Two years ago I took on whole cranberry sauce with a Thanksgiving season comparison and the results surprised me. In addition to being time consuming and expensive, the homemade sauce was not clearly superior to the canned variety. My testers were split almost evenly among those who preferred homemade and those who liked the taste of canned sauce. This year, I decided to extend this cranberry comparison to include jellied cranberry sauce. I personally far prefer the chunky texture and tartness of whole cranberry sauce, but there are those in my family who firmly insist on having jellied sauce on the table at every Thanksgiving. I tried a few different homemade recipes for this comparison before hitting on just the right one. My first attempt used gelatin to thicken the cranberry sauce, but this recipe ended up tasting more like jello than cranberry sauce. It was far sweeter than the canned variety and had a more jiggly jello feel. Finally, a google search for homemade cranberry sauce turned up the perfect recipe . . . on the Ocean Spray website! If anyone knows cranberries, I reasoned, it’s probably the people at Ocean Spray and this assumption turned out to be correct. The Ocean Spray recipe was not only far simpler than the gelatin recipe I had tried previously, it also turned out perfectly jelled sauce that had a nice balance of sweet and tangy. In the end, I spruced up the original Ocean Spray recipe a bit by including fresh ginger and orange for a little extra flavor. We then opened a can of Ocean Spray jellied cranberry sauce and the comparisons began!

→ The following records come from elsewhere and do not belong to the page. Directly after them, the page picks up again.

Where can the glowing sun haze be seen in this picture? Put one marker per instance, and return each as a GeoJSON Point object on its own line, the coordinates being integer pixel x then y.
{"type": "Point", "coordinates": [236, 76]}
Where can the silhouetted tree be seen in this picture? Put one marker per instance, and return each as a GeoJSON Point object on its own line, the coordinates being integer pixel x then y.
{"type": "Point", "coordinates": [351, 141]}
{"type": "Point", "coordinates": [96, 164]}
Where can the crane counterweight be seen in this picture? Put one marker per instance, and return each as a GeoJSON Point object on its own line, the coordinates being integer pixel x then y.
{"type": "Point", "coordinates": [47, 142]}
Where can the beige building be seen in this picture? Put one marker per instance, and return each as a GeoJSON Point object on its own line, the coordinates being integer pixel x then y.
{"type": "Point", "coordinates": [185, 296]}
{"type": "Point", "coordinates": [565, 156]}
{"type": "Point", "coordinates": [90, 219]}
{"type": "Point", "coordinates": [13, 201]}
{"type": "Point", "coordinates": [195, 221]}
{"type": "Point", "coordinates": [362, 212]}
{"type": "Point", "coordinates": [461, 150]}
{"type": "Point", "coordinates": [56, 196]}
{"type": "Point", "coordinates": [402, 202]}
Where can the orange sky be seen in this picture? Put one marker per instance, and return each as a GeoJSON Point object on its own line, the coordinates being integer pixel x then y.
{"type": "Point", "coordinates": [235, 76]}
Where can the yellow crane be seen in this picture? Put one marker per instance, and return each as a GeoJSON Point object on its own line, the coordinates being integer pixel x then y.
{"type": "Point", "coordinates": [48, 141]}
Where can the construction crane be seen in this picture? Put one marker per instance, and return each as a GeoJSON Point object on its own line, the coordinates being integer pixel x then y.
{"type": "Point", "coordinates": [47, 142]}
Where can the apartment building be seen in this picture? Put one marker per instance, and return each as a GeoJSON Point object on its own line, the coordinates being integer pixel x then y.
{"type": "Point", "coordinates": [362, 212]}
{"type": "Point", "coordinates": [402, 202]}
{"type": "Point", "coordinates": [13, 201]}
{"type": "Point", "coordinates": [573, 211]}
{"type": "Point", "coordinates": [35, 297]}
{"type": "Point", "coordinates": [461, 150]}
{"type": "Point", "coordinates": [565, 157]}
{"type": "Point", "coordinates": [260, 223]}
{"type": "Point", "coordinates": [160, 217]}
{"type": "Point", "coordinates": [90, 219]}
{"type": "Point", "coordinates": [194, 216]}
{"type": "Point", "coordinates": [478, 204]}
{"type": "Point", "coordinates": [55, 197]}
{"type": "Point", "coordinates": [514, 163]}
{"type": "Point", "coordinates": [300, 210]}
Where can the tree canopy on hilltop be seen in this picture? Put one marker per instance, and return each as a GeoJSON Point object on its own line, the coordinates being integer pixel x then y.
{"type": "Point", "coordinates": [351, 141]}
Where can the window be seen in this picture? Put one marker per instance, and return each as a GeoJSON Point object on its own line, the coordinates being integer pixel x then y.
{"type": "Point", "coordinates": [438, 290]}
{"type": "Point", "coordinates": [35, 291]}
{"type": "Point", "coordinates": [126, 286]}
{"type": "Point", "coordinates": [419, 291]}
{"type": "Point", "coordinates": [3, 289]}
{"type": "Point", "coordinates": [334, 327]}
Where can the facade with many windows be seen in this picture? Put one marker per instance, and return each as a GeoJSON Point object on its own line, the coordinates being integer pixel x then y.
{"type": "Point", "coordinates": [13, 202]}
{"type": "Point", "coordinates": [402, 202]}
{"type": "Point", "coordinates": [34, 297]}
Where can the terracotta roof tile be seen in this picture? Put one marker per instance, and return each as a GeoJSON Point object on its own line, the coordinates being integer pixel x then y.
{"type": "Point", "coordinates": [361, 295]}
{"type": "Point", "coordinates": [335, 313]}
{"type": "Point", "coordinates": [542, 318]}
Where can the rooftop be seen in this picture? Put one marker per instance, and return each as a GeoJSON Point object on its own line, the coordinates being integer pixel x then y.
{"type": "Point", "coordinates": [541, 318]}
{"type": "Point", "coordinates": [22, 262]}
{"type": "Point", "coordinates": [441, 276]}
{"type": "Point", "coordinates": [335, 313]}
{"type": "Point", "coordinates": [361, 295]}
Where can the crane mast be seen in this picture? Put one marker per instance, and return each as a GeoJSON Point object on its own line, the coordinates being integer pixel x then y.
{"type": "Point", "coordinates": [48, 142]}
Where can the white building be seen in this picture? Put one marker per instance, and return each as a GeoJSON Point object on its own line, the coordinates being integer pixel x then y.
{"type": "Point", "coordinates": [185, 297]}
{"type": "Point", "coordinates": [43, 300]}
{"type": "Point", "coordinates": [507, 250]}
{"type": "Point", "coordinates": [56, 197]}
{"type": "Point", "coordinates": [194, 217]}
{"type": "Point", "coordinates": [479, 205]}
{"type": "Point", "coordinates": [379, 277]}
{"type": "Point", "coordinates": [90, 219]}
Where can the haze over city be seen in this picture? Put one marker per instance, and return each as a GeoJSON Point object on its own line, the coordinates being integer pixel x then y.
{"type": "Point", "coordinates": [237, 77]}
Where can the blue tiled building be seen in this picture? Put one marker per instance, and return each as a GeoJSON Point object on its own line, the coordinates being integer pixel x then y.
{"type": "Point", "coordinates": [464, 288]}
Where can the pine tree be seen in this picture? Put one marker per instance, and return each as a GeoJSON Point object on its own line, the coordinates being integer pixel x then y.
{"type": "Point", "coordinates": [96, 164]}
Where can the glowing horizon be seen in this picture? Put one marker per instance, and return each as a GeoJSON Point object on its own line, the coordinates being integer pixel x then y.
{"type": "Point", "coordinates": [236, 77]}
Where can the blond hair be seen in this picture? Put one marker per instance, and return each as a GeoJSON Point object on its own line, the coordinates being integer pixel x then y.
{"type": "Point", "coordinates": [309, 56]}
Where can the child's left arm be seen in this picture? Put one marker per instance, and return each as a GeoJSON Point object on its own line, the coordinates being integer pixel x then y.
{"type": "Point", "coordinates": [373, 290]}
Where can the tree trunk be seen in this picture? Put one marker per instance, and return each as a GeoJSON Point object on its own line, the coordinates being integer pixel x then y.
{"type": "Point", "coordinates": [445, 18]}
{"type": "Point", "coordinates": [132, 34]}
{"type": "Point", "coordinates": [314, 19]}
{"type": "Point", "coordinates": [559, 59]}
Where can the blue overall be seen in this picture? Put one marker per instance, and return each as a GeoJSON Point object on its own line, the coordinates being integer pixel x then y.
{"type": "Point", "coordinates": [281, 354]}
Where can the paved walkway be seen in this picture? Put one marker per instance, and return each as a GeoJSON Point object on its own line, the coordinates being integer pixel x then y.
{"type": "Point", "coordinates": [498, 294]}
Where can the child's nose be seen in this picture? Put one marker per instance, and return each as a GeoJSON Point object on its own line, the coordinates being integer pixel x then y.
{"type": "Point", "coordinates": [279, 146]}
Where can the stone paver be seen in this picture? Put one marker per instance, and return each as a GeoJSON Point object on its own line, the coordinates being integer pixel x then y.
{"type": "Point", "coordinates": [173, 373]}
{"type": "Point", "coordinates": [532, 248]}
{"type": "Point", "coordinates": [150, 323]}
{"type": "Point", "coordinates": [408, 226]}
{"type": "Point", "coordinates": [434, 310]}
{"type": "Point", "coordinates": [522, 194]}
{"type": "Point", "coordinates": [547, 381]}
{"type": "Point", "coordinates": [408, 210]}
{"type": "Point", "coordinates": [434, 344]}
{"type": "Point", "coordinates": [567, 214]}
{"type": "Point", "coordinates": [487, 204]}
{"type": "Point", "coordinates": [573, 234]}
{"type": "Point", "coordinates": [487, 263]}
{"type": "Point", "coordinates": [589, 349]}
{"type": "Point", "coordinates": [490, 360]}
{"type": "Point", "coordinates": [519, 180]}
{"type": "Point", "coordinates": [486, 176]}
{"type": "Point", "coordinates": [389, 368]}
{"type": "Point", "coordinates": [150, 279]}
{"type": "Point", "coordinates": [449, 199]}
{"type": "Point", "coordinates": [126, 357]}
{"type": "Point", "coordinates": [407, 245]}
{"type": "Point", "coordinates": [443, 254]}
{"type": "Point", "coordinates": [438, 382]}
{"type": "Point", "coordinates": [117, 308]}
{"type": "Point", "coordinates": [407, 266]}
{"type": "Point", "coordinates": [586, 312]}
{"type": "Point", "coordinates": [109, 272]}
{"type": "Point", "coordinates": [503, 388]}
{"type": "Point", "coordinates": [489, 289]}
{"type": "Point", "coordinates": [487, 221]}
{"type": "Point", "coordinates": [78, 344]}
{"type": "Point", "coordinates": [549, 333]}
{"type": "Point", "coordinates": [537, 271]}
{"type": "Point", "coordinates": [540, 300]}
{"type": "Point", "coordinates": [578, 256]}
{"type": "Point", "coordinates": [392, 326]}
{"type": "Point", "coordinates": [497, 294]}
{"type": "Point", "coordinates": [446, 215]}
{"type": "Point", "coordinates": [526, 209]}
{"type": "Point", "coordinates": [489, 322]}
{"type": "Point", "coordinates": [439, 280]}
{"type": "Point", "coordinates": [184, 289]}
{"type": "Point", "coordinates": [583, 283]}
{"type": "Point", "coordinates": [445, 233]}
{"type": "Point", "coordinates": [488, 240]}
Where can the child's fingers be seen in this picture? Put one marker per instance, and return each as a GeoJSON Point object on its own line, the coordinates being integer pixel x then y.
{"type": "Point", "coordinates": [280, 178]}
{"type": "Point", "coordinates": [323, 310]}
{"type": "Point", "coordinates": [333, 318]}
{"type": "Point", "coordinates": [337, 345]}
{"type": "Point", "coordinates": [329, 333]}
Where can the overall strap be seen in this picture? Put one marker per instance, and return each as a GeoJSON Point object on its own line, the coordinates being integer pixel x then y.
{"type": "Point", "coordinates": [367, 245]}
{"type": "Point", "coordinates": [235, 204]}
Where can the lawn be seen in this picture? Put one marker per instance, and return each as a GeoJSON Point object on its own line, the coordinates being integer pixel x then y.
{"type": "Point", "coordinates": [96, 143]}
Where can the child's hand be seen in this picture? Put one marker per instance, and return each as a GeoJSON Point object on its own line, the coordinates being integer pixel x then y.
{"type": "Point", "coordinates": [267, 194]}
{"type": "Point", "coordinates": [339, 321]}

Orange-Ginger Jellied Cranberry Sauce
Makes about 2 cups
1/2 cup freshly squeezed orange juice
2 cups cold water
2 cups sugar
2 12-ounce bags fresh cranberries
1 Tablespoon fresh ginger root, peeled and finely chopped
3 large strips of fresh orange peel
1. In a large saucepan, bring the orange juice, water and sugar to a boil.
2. Turn the heat down to a simmer and add the cranberries, ginger and orange peel. Cover and simmer on low for about 15 minutes, stirring occasionally.
3. Set a large, fine-mesh strainer over a medium saucepan. Strain the cranberry liquid through the strainer into the pan, pressing with a rubber spatula to extract all of the juice. Â Discard the cranberry solids.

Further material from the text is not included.